Gottschalk Byron H, Garcia-Niebla Javier, Anselm Daniel D, Glover Benedict, Baranchuk Adrian
Department of Cardiology, Kingston General Hospital, Queen's University, Kingston, Ontario, Canada.
Sanitary Services of the Salud de El Hierro Area, Valle del Golfo Health Center, Canary Island, Spain.
Ann Noninvasive Electrocardiol. 2016 Mar;21(2):210-3. doi: 10.1111/anec.12317. Epub 2015 Nov 2.

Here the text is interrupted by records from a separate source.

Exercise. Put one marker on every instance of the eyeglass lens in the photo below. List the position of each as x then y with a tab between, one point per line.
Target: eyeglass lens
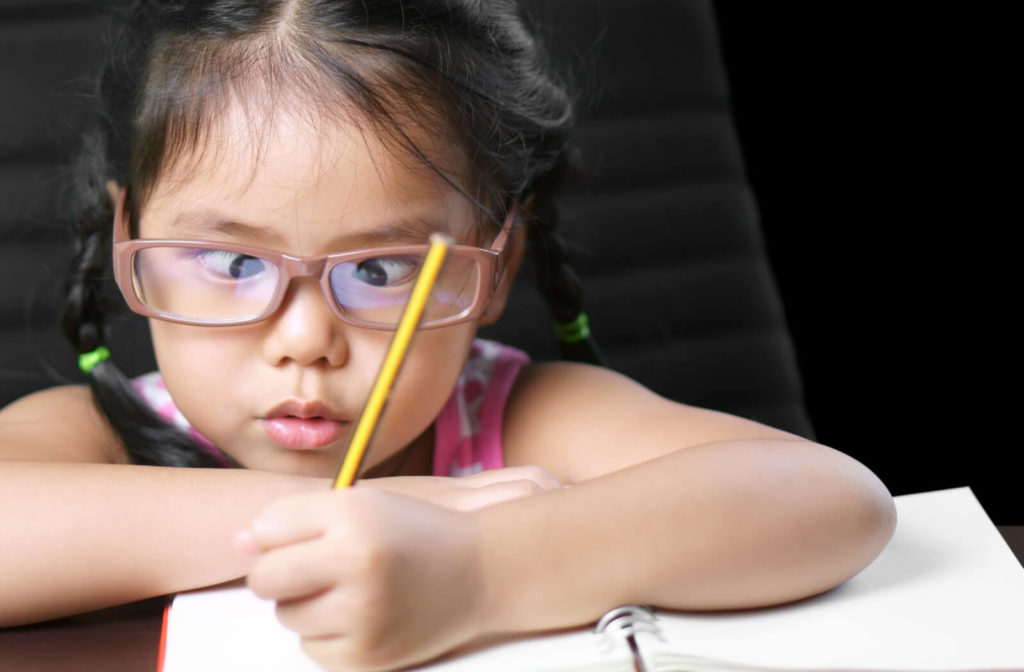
215	286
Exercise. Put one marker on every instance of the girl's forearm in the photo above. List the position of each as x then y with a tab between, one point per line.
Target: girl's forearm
721	526
79	537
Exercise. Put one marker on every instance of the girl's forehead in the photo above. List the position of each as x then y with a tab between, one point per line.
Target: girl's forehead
303	182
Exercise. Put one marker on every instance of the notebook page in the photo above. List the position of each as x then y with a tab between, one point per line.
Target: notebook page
228	629
946	594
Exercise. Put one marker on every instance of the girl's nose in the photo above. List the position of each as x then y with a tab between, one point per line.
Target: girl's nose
305	331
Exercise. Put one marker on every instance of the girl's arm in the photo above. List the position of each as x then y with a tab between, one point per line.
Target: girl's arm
669	505
82	530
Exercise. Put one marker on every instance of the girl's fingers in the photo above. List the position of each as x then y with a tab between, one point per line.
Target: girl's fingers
288	520
274	575
322	616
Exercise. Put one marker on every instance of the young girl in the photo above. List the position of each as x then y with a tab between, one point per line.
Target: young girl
262	182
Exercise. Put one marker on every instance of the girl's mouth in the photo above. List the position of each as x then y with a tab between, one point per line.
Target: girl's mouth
302	433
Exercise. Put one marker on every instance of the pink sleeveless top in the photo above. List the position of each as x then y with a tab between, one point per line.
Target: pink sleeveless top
467	431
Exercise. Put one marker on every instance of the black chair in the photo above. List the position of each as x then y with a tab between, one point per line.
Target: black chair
664	226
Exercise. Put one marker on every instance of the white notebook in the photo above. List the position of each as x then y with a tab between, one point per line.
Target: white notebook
946	594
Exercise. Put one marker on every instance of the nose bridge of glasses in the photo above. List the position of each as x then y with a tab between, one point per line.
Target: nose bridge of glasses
295	267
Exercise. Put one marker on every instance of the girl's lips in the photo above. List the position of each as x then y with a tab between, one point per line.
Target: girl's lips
302	433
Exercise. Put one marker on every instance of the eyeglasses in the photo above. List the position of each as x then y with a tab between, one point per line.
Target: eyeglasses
218	285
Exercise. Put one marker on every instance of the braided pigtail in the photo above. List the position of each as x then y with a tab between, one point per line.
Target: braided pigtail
556	280
146	437
104	156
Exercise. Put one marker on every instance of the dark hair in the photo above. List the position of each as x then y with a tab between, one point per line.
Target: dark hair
173	64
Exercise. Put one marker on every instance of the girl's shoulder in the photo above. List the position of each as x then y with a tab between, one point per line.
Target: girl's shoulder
58	424
580	421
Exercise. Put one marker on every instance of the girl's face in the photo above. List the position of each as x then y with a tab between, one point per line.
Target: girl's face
305	192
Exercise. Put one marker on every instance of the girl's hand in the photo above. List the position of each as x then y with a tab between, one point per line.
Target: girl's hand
370	580
470	493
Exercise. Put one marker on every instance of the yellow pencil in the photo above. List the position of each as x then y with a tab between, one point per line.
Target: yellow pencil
392	361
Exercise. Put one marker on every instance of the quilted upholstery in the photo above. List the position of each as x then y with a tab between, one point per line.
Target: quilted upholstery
664	227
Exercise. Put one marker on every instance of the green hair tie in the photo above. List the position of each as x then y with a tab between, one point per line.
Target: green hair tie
86	361
573	332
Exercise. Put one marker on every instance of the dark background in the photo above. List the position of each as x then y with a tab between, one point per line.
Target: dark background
872	140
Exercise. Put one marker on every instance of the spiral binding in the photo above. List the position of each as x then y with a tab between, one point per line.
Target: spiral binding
624	623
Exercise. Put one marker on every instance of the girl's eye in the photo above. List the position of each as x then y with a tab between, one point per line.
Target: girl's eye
384	271
230	264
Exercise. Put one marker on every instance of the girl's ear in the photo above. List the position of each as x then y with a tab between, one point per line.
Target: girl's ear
114	191
514	248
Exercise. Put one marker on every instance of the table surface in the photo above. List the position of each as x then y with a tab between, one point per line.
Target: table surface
127	638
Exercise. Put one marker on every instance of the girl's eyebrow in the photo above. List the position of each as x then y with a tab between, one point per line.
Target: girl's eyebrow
401	229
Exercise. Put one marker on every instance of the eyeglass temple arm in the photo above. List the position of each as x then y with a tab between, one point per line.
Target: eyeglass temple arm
499	245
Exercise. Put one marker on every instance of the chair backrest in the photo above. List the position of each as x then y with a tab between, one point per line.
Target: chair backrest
664	227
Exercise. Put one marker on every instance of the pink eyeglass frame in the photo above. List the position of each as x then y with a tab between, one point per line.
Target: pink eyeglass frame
489	262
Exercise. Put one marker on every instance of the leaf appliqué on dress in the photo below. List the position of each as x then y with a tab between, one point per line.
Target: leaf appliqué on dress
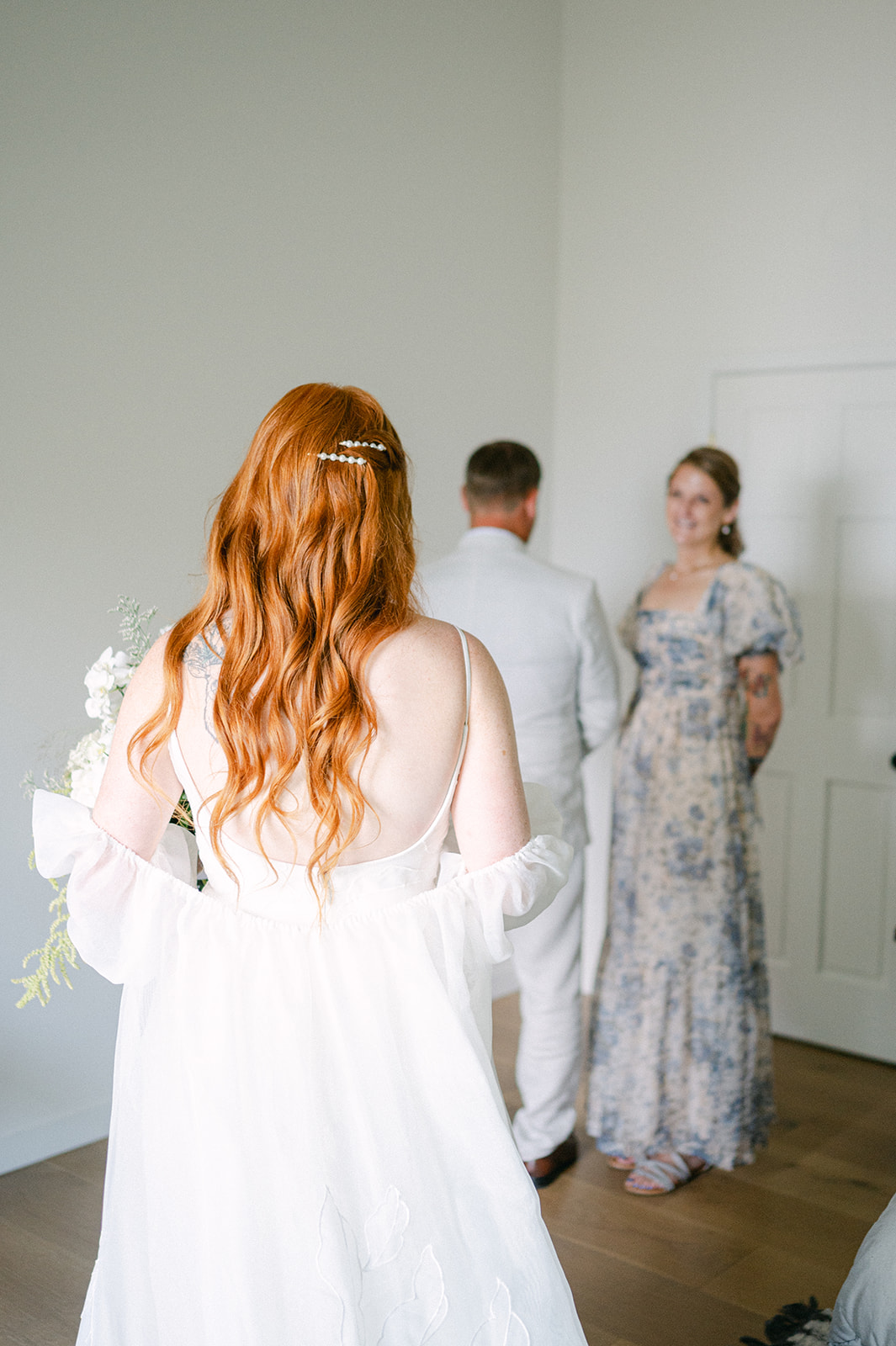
502	1327
385	1229
339	1267
417	1319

Brugada syndrome (BrS) is an inherited channelopathy that predisposes individuals to malignant arrhythmias and can lead to sudden cardiac death. The condition is characterized by two electrocardiography (ECG) patterns: the type-1 or "coved" ECG and the type-2 or "saddleback" ECG. Although the type-1 Brugada ECG pattern is diagnostic for the condition, the type-2 Brugada ECG pattern requires differential diagnosis from conditions that produce a similar morphology. In this article, we present a case that is suspicious but not diagnostic for BrS and discuss the application of ECG methodologies for increasing or decreasing suspicion for a diagnosis of BrS.
布加综合征(BrS)是一种遗传性离子通道病,使个体易患恶性心律失常,并可导致心源性猝死。该病具有两种心电图(ECG)模式:1型或“穹窿型”ECG和2型或“马鞍型”ECG。虽然1型布加综合征ECG模式可诊断该病,但2型布加综合征ECG模式需要与产生相似形态的疾病进行鉴别诊断。在本文中,我们介绍了一例疑似但不能确诊为布加综合征的病例,并讨论了ECG方法在增加或降低布加综合征诊断怀疑度方面的应用。